This is so sweet of you, my anonymous sender 🥺. No like you’ve literally made my day. Thank you for reaching out and making the effort to send me a message. I’m beyond grateful for you RAHHH. I’m so happy you loved In Between the Lyrics 🫶
In Between the Lyrics | CL16
Part 2 of 2
Summary: You thought heartbreak was the end - but you didn't expect to find Charles Leclerc. Maybe its fate or maybe it was written in between the lyrics
Genre: Romance
Ship: Charles Leclerc x Singer-Songwriter! Reader
Subtags: Athlete x Singer-Songwriter, Angst, Hurt-Comfort, Slow Burn Romance
Face claim: Claudia Jessie
Featuring: Jude Bellingham
A/N: AH i'm so happy with this one!! hope you guys love it.
< Part 1
It was a quiet evening in Paris. The kind that usually calmed you—the streets glowing gold, the windows soft with candlelight, music humming from some distant café.
But tonight? You couldn’t breathe.
It had started as a flicker. Another lyric you couldn’t finish. A headline you didn’t mean to read. A message from a fan that called you “the queen of heartbreak” like it was a crown instead of a wound.
You stared at the words on the screen of your phone, and something inside you clenched. Was that all you were now?
A girl who wrote grief like gospel? Who sang sorrow and rage so well you’d forgotten how to feel anything else?
You didn’t call Charles.

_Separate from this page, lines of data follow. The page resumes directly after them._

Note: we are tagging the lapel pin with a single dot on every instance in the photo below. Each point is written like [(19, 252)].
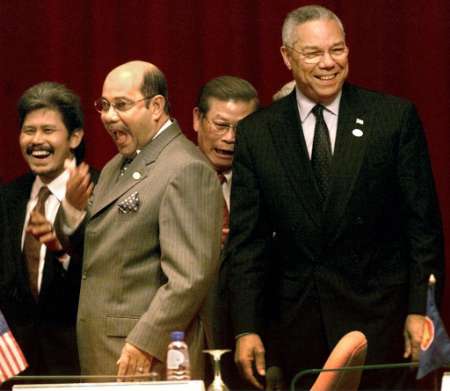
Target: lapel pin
[(357, 132)]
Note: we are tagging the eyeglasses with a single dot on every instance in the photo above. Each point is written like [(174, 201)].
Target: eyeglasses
[(222, 128), (315, 56), (121, 105)]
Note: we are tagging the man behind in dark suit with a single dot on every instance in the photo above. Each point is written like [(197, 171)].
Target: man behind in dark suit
[(43, 322), (334, 221), (222, 103)]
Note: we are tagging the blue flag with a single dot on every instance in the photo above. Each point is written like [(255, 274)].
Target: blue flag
[(435, 346)]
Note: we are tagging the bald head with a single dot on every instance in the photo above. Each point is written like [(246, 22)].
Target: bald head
[(142, 75), (134, 105)]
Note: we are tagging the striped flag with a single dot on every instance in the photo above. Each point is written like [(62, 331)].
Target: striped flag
[(435, 345), (12, 360)]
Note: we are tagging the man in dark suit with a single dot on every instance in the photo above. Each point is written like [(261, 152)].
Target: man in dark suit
[(335, 224), (40, 302), (222, 103)]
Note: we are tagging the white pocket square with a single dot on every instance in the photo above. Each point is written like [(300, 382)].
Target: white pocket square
[(130, 204)]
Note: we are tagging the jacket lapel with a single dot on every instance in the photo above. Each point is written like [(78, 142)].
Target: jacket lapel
[(112, 186), (351, 141), (288, 138)]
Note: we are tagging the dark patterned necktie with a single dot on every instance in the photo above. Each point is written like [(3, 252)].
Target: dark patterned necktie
[(126, 162), (226, 213), (321, 152), (32, 246)]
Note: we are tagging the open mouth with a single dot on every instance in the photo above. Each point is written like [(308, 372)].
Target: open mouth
[(326, 77), (224, 152), (39, 153)]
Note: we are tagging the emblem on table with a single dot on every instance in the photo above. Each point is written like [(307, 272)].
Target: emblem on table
[(129, 204)]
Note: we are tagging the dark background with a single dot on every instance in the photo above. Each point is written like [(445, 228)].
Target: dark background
[(397, 46)]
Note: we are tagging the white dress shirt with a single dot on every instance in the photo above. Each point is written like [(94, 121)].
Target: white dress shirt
[(308, 120), (226, 188), (58, 190)]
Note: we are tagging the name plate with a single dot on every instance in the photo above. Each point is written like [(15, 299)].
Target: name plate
[(191, 385)]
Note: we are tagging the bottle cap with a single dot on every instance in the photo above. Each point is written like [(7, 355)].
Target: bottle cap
[(177, 335)]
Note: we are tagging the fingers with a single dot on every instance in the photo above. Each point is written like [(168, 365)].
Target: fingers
[(43, 231), (407, 352), (133, 362), (413, 336), (79, 186), (260, 363), (249, 350)]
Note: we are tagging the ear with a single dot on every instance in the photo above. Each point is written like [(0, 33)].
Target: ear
[(75, 138), (286, 58), (196, 119)]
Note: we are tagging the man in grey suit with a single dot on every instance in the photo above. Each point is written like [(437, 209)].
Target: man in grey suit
[(152, 241)]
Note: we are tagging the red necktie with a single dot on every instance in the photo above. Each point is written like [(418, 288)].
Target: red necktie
[(32, 246), (226, 213)]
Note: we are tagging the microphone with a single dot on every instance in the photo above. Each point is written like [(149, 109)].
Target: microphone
[(274, 379)]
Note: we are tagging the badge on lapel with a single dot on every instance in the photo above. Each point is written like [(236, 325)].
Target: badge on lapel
[(358, 132), (129, 204)]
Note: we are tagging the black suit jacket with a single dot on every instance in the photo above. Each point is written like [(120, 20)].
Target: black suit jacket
[(44, 329), (364, 257)]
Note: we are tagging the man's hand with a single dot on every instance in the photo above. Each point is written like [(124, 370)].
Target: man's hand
[(79, 187), (413, 336), (133, 361), (249, 349), (43, 231)]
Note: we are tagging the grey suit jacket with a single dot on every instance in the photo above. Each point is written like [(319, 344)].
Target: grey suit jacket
[(147, 272)]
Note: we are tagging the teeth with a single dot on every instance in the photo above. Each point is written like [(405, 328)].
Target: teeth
[(40, 153), (327, 77)]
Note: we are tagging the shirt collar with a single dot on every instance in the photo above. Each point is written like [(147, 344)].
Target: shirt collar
[(305, 105), (57, 186)]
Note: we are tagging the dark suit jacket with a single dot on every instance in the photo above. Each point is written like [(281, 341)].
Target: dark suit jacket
[(362, 260), (44, 329)]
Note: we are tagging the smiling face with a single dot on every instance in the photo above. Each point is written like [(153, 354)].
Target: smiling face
[(218, 146), (45, 143), (132, 129), (320, 82)]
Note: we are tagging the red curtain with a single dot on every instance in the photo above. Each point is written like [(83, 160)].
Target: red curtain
[(397, 46)]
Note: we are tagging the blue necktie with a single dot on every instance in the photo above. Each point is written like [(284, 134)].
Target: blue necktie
[(321, 152)]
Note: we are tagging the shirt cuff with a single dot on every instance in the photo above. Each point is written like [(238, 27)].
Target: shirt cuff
[(72, 218)]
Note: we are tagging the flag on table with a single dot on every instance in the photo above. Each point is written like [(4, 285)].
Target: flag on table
[(12, 360), (435, 346)]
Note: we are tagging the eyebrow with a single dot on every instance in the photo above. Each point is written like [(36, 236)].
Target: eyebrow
[(319, 48)]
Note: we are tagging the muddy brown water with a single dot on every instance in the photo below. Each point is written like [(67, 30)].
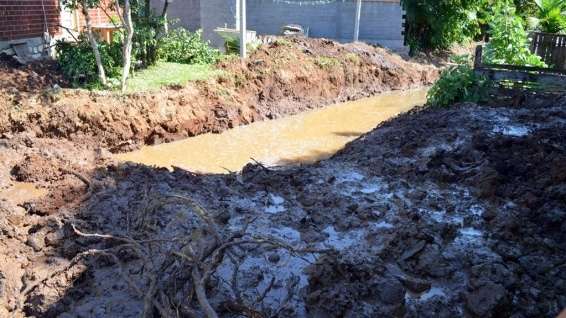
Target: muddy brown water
[(303, 138)]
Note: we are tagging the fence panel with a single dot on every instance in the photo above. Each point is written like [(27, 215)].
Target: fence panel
[(551, 48)]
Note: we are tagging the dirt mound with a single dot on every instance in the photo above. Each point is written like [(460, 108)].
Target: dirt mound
[(439, 213), (282, 78), (32, 77)]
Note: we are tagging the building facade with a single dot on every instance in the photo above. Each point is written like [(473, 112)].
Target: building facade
[(38, 23)]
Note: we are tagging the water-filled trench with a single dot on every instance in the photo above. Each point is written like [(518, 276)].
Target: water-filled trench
[(302, 138)]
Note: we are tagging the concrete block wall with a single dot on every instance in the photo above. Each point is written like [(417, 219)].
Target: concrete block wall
[(186, 13), (217, 13), (381, 21)]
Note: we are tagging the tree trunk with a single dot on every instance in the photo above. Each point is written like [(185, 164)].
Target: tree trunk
[(164, 16), (127, 45), (93, 44)]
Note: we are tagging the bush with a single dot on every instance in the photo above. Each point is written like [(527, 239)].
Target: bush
[(509, 43), (457, 83), (79, 65), (182, 46)]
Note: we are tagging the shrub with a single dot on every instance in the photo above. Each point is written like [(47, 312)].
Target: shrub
[(509, 43), (457, 83), (79, 65), (182, 46)]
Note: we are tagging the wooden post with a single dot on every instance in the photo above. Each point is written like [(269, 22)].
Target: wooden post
[(357, 21), (243, 31)]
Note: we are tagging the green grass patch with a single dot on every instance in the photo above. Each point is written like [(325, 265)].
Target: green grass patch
[(326, 62), (165, 73)]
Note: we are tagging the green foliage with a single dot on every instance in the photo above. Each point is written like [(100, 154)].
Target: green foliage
[(437, 24), (164, 73), (326, 62), (148, 29), (550, 16), (79, 65), (509, 43), (182, 46), (457, 83)]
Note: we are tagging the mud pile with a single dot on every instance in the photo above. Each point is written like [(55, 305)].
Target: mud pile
[(282, 78), (438, 213)]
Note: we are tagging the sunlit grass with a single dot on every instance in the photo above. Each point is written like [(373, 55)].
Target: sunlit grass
[(165, 73)]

But he came anyway.
He had a layover in Paris and texted you out of habit, and you didn't reply. So he just showed up—with dinner and a quiet knock.
You opened the door, red-eyed, silent. He didn’t ask. He simply stepped inside, placed the food down, and sat beside you on the couch like he belonged there.
Which, somehow… he did.
After a long stretch of silence, you finally whispered it. The words that your thoughts kept feeding you since the beginning
“I don’t know if I can love again.”
He didn’t move.
“Not just you,” you rushed to say, cheeks flushed.
“I mean—anyone. Ever. I think I broke that part of me. Or maybe it never worked right to begin with. Maybe I’m just better at writing about love than feeling it.”
Your voice cracked, quiet and sharp.
“I don't want to be afraid of it, Charles. I just am.”
He looked at you—really looked at you. Not like a person who needed fixing. But like a painting that still made sense, even with smudges and chipped corners.
“you’re already loving.” he said gently
You blinked. “What?”
“You just do it differently now. Slower. More carefully. But it’s there.”
He leaned forward, elbows on his knees.
“You show up for people. You remember the songs I send you. You write lullabies in the middle of the night because I called you once and couldn’t speak.”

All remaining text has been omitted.